SHOWBIZ is one area never short of intriguing debates and comparisons.
Such tension-filled comparisons often trigger both fun and fury, if not properly handled.
In extreme cases, such debates have fuelled factional fights on social media, as well as physical confrontations, among fans.
Loyalty is the cause of these debates as fans demand bragging rights.
The same debates are sparked by stars who want the “man/woman-of-the-moment” tag.
In music, unquestionably the most followed art genre in Zimbabwe, comparisons have always been there on who rules the roost.
This happens when two superstars or more trade lyrical shots in the form of “disses”, which divide opinion.
Who still remembers the Oliver Mtukudzi-Thomas Mapfumo comparisons?
The “sungura” war, which pitted the late Tongai Moyo and living legend Alick Macheso?
In recent years, the Stunner-Mudiwa debate dominated the Zim Hip Hop landscape.
At the height of Zimdancehall, the Seh Calaz-Soul Jah Love comparison made headlines.
Across the Limpopo, we had the Peter Teanet and Penny Penny comparison, which is believed to have claimed lives. Back home, the hot Jah Prayzah-Winky D debate is raging.

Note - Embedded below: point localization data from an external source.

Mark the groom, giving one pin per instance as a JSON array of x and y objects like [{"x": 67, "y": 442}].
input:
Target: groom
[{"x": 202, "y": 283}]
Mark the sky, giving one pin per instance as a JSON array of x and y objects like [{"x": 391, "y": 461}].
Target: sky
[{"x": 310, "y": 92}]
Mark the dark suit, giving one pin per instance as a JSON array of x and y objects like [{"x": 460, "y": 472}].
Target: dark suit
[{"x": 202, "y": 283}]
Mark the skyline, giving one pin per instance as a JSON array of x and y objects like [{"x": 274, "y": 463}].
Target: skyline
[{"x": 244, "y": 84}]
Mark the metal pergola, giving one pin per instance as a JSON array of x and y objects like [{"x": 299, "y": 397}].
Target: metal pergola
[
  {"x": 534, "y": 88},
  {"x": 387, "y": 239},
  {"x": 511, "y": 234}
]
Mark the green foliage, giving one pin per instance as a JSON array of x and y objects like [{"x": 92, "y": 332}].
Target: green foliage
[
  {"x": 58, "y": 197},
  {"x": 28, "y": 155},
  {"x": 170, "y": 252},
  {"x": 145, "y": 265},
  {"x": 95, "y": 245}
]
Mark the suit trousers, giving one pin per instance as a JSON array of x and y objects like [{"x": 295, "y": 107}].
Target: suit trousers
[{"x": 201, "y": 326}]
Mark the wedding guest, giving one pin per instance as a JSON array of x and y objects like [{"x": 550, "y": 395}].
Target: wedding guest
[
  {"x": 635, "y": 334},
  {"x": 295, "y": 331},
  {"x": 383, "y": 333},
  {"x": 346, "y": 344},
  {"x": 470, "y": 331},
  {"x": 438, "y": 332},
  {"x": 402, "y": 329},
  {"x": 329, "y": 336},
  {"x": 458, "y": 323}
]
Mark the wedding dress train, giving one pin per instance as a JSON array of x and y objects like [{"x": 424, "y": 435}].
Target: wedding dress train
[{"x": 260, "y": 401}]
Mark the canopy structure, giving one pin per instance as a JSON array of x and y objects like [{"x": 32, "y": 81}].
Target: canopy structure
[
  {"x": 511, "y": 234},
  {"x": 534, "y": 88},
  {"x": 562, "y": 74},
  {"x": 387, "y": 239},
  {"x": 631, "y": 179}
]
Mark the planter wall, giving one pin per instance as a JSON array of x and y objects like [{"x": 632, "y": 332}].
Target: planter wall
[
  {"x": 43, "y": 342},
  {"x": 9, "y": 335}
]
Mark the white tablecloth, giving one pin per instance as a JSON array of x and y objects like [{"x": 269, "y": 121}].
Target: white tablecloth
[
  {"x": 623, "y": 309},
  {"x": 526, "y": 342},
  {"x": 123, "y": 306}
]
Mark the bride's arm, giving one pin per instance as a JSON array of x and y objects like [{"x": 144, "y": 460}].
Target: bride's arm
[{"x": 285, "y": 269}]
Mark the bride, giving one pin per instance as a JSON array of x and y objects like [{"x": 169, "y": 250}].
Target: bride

It was reignited over the weekend at the Redefined Show held at the Harare International Conference (HICC).
The pair has sent social media into overdrive as fans are still debating about who nailed it.
Winky D, who has never disappointed at HICC, easily won the debate.
However, Jah Prayzah’s die-hard fans are still fighting in his corner.
Some music promoters and arts critics said the debate was unnecessary as unity was needed.
Neutrals concurred the debate and comparisons were necessary and part of showbiz. These debates have always made the showbiz landscape enjoyable.
However, these comparisons have the potential to turn bloody.
The showbiz sector gets interesting when refreshing comparisons are taking place.
They are healthy for the success of the artists to remain on top of the game.
Without comparisons, our artists’ creative edge is as good as dead.
Artists need these comparisons to ensure they don’t sit on their laurels.
This could be the reason why some international stars have remained in the limelight for years.
Back home, Macheso, who used to be compared to Dhewa, would not sleep on duty. It can be debated that Macheso’s lyrical depth dwindled with the passing on of Dhewa, who used to push him to go the extra mile.
Comparisons and competition have made the showbiz landscape viable. And, those who are fuelling these comparisons, remain key stakeholders in showbiz where brand visibility is very important.
Relevance is needed in this sector where pretenders have either fallen by the way side or are reeling in the showbiz cemetery.
Why should artistes not be compared when we can compare football clubs and football players that this one is better than the other?
Why should we not compare them when the awards ceremonies are about comparison and an artiste, like Nutty O, was dubbed the best last year?
As long as people don’t get personal, it’s a healthy debate and the artists themselves know that.